From game to game, it was much easier to predict outcomes based on the level of our opponent. Unlike the offensive oriented teams, our ability to defend was consistent. There weren’t games where we were not effective on that end of the floor, and that allowed us to stay close with superior teams. Our inability to play well offensively would certainly be the blame for the losses, yet we competed on a much higher, more consistent level. While there were frustrations, these teams were much more enjoyable to coach because they players put in great effort and you can’t get too down when your players do that.

The conclusions I draw from these experiences have shaped my philosophy. If you have a team that is good enough to compete for a championship, it is impossible to do so without proficiency on both ends of the floor. Sure, a very skilled offensive, but mediocre defensive team may compile a very daunting record [or vise versa]. However, my experiences with those teams showed that at the point where you are in playoff competition, teams have weeded the weaker element out of the tournament and your team will face only very good basketball teams from that point on. If you are deficient on one end of the floor, regardless of the fact you might have handily beaten almost every opponent that regular season, the top two or three teams in the league will challenge you because they are probably equal to you or better on one end of the floor or the other.

So, all of that and you say "Both!" Jason?

Well, yes!

But I will say this… Defense may not necessarily win you a championship, but it will absolutely allow you to compete. Offense may make your games fun and exciting, and you might even blow some people out.

CLICHÉ WARNING: William Osler said, "What is the student but a lover courting a fickle mistress who ever eludes his grasp?" I think the mistress he was talking about is offense.

There are many things that can affect your ability to score. You can be having a good or bad night. Your confidence can be diminished. The defense might match up well against what you do. Any number of things can cause your offensive game to tank from one game to the next.

Defense is constant. It is a mentality of competing. Sure, you might physically be tired or injured, but from a mental standpoint, defense relies less on confidence and feel, and more on aggression and effort. Those two things allow teams to compete at a high level.

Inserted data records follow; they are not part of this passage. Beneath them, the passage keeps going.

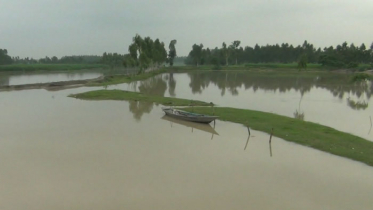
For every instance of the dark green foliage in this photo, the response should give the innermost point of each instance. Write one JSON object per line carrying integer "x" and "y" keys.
{"x": 302, "y": 63}
{"x": 5, "y": 59}
{"x": 145, "y": 53}
{"x": 171, "y": 52}
{"x": 343, "y": 56}
{"x": 361, "y": 77}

When it comes to a team that is bad at both, it is much more appropriate to focus on the defensive end of the floor, because watching a team consistently compete hard every game is better than watching a team that looks good one night and is embarrassing the next, when record-wise there is not much difference in wins and losses.

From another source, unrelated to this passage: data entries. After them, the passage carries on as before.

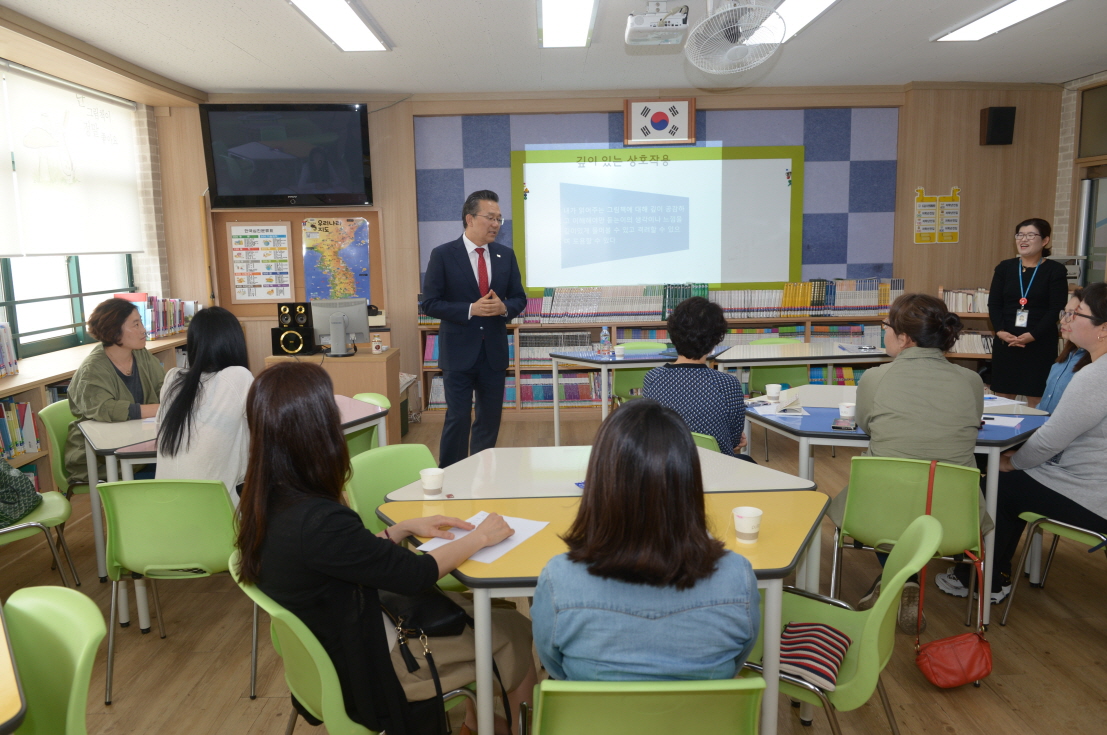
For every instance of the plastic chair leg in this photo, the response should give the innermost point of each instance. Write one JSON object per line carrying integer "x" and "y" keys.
{"x": 254, "y": 655}
{"x": 157, "y": 608}
{"x": 888, "y": 705}
{"x": 69, "y": 557}
{"x": 111, "y": 642}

For a better part of the last decade, Suns fans have endured this debate. Charles Barkley was proven correct, as he noted so boisterously on last night's TNT telecast, about the fact that an all offense, little defense philosophy is fun but gets you nowhere. While nobody brought up the fact that all defense and little offense is no fun and gets you nowhere, it does illustrate exactly why the Suns front office deems it important to inject defense into their culture.

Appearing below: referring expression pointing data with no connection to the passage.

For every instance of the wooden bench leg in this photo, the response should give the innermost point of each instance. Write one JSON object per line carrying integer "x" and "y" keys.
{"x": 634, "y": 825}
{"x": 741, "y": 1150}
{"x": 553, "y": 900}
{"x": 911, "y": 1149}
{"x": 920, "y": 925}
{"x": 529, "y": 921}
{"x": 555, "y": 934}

But doing so takes more than saying so. It will be interesting to see the ongoing changes that will be made to begin the transition into a more defensive mindset. Part of that means forgoing players that can score in favor of player that defend. It remains to be seen whether that philosophy will actually translate onto the court and into rotations. Certainly guys like Beasley, Brown, Johnson, Morris and Marshal, all not known to be even adequate defenders, would likely see less floor time than guys like Dudley, Dragic, Tucker, Scola and O'Neal, who all have shown a tendency to put more effort to that end of the floor. Alvin Genrty finally figured that out by going to a lineup of Dragic, Dudley, Tucker, Scola and Gortat. We shall see whether that lineup dominates and holds it's rightful spot under the Hunter regime and whether they are going to be true to their word about defense, or if it is all just words.